The Practice of Averaging Rate-Distortion Curves over Testsets to Compare Learned Video Codecs Can Cause Misleading Conclusions
M. Akin Yilmaz, Onur Keleş, A. Murat Tekalp
TL;DR
The paper identifies that averaging RD curves across test videos can bias comparisons of learned video codecs. It provides an analytical counterexample showing that averaging can mislead unless a specific condition $\Delta P_2 \cdot \Delta B_1 = \Delta P_1 \cdot \Delta B_2$ holds, and it validates the concern with UVG experiments comparing Li_CVPR2023 and Yilmaz_ICIP2024, where per-sequence BD-rates favor one codec but the averaged RD curve favors another. The authors show that factors like differing operating ranges and sequence characteristics can cause the average to misrepresent true performance, especially when one video dominates the average.

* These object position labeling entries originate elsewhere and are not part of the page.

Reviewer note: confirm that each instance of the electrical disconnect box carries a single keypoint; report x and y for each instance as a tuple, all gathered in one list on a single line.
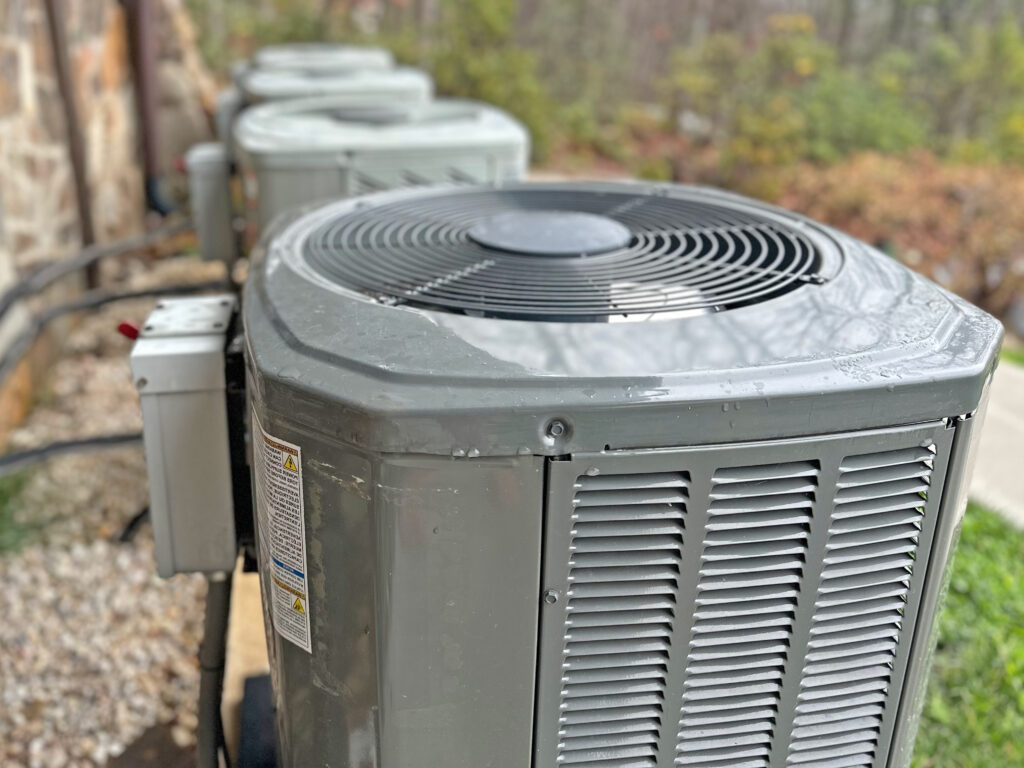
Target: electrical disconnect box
[(178, 368)]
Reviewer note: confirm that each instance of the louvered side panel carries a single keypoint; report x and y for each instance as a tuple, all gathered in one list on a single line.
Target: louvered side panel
[(754, 553), (858, 616), (623, 588)]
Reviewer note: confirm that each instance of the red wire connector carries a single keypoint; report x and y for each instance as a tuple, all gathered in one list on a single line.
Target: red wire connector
[(128, 329)]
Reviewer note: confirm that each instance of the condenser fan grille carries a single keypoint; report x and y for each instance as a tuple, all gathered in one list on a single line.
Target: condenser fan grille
[(564, 255)]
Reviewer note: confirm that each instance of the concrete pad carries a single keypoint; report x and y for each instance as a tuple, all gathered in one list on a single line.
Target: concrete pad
[(246, 650)]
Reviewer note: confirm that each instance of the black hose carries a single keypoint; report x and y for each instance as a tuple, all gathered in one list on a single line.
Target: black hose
[(20, 344), (12, 463), (49, 273), (210, 730)]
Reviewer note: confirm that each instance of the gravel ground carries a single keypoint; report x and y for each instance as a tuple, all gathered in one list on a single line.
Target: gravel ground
[(94, 648)]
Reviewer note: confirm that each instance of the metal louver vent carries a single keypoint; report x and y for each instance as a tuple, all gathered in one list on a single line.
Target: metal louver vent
[(569, 254), (752, 566), (627, 537), (869, 557), (774, 633)]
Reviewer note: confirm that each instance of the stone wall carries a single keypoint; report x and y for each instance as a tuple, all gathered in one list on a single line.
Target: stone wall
[(38, 214), (38, 206)]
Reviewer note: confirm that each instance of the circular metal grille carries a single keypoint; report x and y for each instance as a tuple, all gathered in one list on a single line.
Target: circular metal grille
[(684, 256)]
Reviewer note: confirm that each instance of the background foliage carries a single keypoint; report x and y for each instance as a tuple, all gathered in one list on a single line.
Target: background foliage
[(851, 111)]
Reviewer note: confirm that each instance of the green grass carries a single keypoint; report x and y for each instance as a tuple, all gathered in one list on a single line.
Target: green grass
[(1013, 354), (11, 535), (974, 716)]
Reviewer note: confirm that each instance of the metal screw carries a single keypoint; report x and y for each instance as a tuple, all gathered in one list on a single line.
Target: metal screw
[(556, 428)]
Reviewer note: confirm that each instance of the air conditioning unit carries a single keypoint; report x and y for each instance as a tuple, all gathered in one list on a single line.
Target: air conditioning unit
[(302, 60), (295, 153), (321, 57), (602, 475), (404, 84)]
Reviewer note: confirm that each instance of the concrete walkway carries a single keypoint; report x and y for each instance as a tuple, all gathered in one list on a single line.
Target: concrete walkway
[(998, 471)]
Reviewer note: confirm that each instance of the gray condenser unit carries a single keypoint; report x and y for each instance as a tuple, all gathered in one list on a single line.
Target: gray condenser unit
[(365, 86), (603, 475), (318, 57), (298, 152)]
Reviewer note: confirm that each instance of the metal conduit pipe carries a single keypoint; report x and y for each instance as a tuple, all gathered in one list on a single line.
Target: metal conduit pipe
[(210, 731)]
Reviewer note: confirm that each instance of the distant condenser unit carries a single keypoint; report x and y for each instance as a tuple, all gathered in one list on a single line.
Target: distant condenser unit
[(296, 153), (602, 475), (322, 57), (403, 84)]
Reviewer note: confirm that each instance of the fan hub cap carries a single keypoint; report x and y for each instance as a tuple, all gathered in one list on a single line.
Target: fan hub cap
[(550, 233)]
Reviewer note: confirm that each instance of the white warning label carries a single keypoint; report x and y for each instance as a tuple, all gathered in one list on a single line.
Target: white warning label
[(278, 466)]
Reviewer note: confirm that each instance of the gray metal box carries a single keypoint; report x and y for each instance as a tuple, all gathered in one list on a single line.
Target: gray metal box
[(178, 366), (606, 475)]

They advocate reporting per-sequence RD curves and computing the average BD-rate as the mean of per-sequence BD-rates, aligning learned-codec evaluation with HEVC/VVC practice to ensure fair comparisons and reproducible conclusions.
Abstract
This paper aims to demonstrate how the prevalent practice in the learned video compression community of averaging rate-distortion (RD) curves across a test video set can lead to misleading conclusions in evaluating codec performance. Through analytical analysis of a simple case and experimental results with two recent learned video codecs, we show how averaged RD curves can mislead comparative evaluation of different codecs, particularly when videos in a dataset have varying characteristics and operating ranges. We illustrate how a single video with distinct RD characteristics from the rest of the test set can disproportionately influence the average RD curve, potentially overshadowing a codec's superior performance across most individual sequences. Using two recent learned video codecs on the UVG dataset as a case study, we demonstrate computing performance metrics, such as the BD rate, from the average RD curve suggests conclusions that contradict those reached from calculating the average of per-sequence metrics. Hence, we argue that the learned video compression community should also report per-sequence RD curves and performance metrics for a test set should be computed from the average of per-sequence metrics, similar to the established practice in traditional video coding, to ensure fair and accurate codec comparisons.